The table above shows a small snapshot of this data. Each row is a gene (like A1CF, A2M), and each column is a patient (e.g., TCGA.20.0987). The numbers indicate how strongly a gene is expressed, or “turned on”, in a given patient. These values help researchers identify patterns that distinguish different types of tumors or suggest how the disease might be progressing.
Before using this data to build a network with a Gaussian Graphical Model (GGM), it’s important to standardize the gene expression values. In simple terms, standardization is like resetting the scale for each gene so that they can be fairly compared. Without it, genes that naturally have higher values might dominate the analysis, not because they’re more important, but simply because they use a different scale. For example, imagine measuring two things: one in meters and one in millimeters. Without adjusting the scale, the numbers in millimeters will look much bigger, even though they represent the same physical quantity. Standardization fixes this by adjusting all variables to have a similar scale, typically by centering them around zero and making sure they have similar spreads. This step is especially important in biological data, where the actual units may not carry direct meaning. In fields like metabolomics, for instance, values often represent relative levels of molecules, not exact amounts. So standardizing helps focus the analysis on patterns of variation between genes, rather than being misled by arbitrary differences in measurement scale.
To estimate a Gaussian Graphical Model, the glasso function from the glasso R package is applied. A regularization parameter, called rho must be specified. This parameter controls how many connections appear in the resulting network by shrinking weaker relationships toward zero. Smaller values of rho produce more connected networks, while larger values lead to networks with fewer connections.

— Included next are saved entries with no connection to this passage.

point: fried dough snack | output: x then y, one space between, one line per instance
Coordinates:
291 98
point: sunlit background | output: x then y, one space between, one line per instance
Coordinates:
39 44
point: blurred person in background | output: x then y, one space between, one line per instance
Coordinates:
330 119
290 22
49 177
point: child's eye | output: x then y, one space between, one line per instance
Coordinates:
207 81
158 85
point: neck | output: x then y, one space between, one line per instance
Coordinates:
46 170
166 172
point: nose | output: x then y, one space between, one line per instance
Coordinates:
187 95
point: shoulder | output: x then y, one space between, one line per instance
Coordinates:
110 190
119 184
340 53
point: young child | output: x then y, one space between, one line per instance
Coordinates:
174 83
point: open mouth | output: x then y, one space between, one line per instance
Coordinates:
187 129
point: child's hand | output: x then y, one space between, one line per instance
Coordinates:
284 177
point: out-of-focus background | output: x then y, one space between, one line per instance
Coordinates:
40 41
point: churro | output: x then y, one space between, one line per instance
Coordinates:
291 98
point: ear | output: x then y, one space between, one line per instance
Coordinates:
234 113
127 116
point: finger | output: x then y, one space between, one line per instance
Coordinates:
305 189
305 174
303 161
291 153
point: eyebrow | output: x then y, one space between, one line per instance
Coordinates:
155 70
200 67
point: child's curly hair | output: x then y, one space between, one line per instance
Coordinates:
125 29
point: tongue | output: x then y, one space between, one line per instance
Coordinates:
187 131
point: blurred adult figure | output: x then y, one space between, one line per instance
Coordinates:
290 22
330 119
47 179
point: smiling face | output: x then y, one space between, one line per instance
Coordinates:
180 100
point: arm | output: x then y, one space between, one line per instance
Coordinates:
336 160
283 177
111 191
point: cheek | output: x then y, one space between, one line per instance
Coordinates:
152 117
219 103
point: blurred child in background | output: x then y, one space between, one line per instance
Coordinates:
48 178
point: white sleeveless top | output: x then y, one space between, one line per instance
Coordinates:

The figure shows how the gene network changes as rho increases. At rho = 0.2, many connections between genes are shown. As rho increases to 0.3 and 0.4, the number of visible connections decreases. At rho = 0.5, most genes appear unconnected, meaning only the strongest relationships are kept. This demonstrates how increasing regularization simplifies the network by filtering out weaker links.
Instead of picking rho by eye, it’s better to use data-driven methods. Cross-validation selects the value that works best on unseen data. The Rotation Information Criterion uses random reshuffling of the data to find a value that avoids adding false connections. The StARS method checks how consistent the network is when using different subsets of the data. The extended Bayesian Information Criterion picks the best network by balancing model fit with simplicity.
These approaches help make sure that the network captures meaningful patterns in the data, such as relationships between genes in ovarian cancer, without being too noisy or too empty.
Conclusion
Gaussian Graphical Models (GGMs) are powerful tools for exploring direct relationships between variables in complex biological data. As omics technologies generate increasingly large datasets, GGMs help simplify these by highlighting which variables are directly connected, rather than just broadly associated. Estimating a GGM requires careful steps, including choosing how much to simplify the network and addressing uncertainty in the results. The authors have shown that a complete GGM analysis can be done using accessible, open-source tools in R, but also emphasizes the importance of thoughtful decision-making in every step, from data preparation to model selection and visualization. As data grows in size and complexity, GGMs remain a valuable approach for uncovering meaningful patterns, and new methods continue to expand their potential in modern biological research.